The hardest part and the one nobody is talking about enough is attribution. Every ad business lives and dies on measurement. You have to be able to tell an advertiser their spend worked. In search that flow is relatively clean. User clicked, user converted, here is the data. In a conversational interface the path is much murkier. The user might engage with a sponsored result in ChatGPT, not click, come back three days later in a new session, and then convert through a completely different channel. Which touchpoint gets the credit and how do you assign value to a conversation that influenced a purchase without a direct click? OpenAI is going to need to build new measurement frameworks from scratch. The traditional last-click model does not work here. Until that measurement layer exists and buyers trust it, the CPMs on ChatGPT inventory will be discounted. Not because the intent signal is weak but because marketers cannot prove the ROI in a way their finance teams will accept. That is the real near-term barrier to OpenAI building a massive ad business. Not format. Not user trust. Measurement.

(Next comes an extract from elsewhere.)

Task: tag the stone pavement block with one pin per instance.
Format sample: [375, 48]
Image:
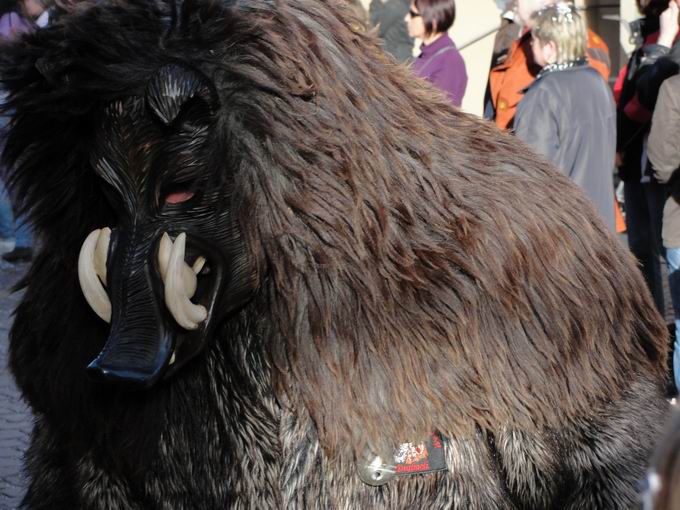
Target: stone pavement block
[15, 416]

The early signal on pricing tells you everything about what OpenAI is trying to build here. Early beta partners reportedly included Target, Adobe, Ford and Expedia with minimum commitments around $200K and CPMs sitting around $60, which is closer to streaming TV than anything you would see in search. They are not trying to win on volume. They are going after the upfront budget.
So what happens next? OpenAI starts conservative with clearly labeled units at the bottom of responses targeting SaaS and DTC brands where intent is obvious. Within twelve to eighteen months the generative ad format becomes the main product and static placements look like a placeholder by comparison. The measurement problem gets solved through a combination of post-click attribution and advertiser-reported conversion data fed back into the model. OpenAI builds something closer to Amazon’s retail media model than Google’s search model where the conversation, the recommendation, and the transaction all happen in the same place. Google responds aggressively through their own Gemini ad integration because they have the infrastructure, the signals, and the relationships to do it faster.
Here is my honest take on all of this. This is very much needed for OpenAI to stay afloat. The compute costs for eight hundred million users, the graphics cards, the data centers, the energy, it is not a sustainable model without another revenue stream. Paid subscriptions alone will not subsidize a product that is free for seven hundred and sixty million people. Ads are a proven business model. They work. They are probably not the announcement users want to hear but they are the only realistic way to keep this product alive, keep improving it, and keep it accessible to the people who cannot or will not pay.
The setup is there. The users are there. The money is there to be made. The miss here is timing. OpenAI should have started building this in 2024 when Altman was still calling ads a last resort. That hesitation was expensive. Google is not going to sit still. They have the ad infrastructure already built, they have the user data, they have the signals, and they have everything to gain by integrating Gemini properly into their ad stack. OpenAI has the intent signal and the conversational format. Google has everything else. That race is the story of the next two years and we shall see how it plays out.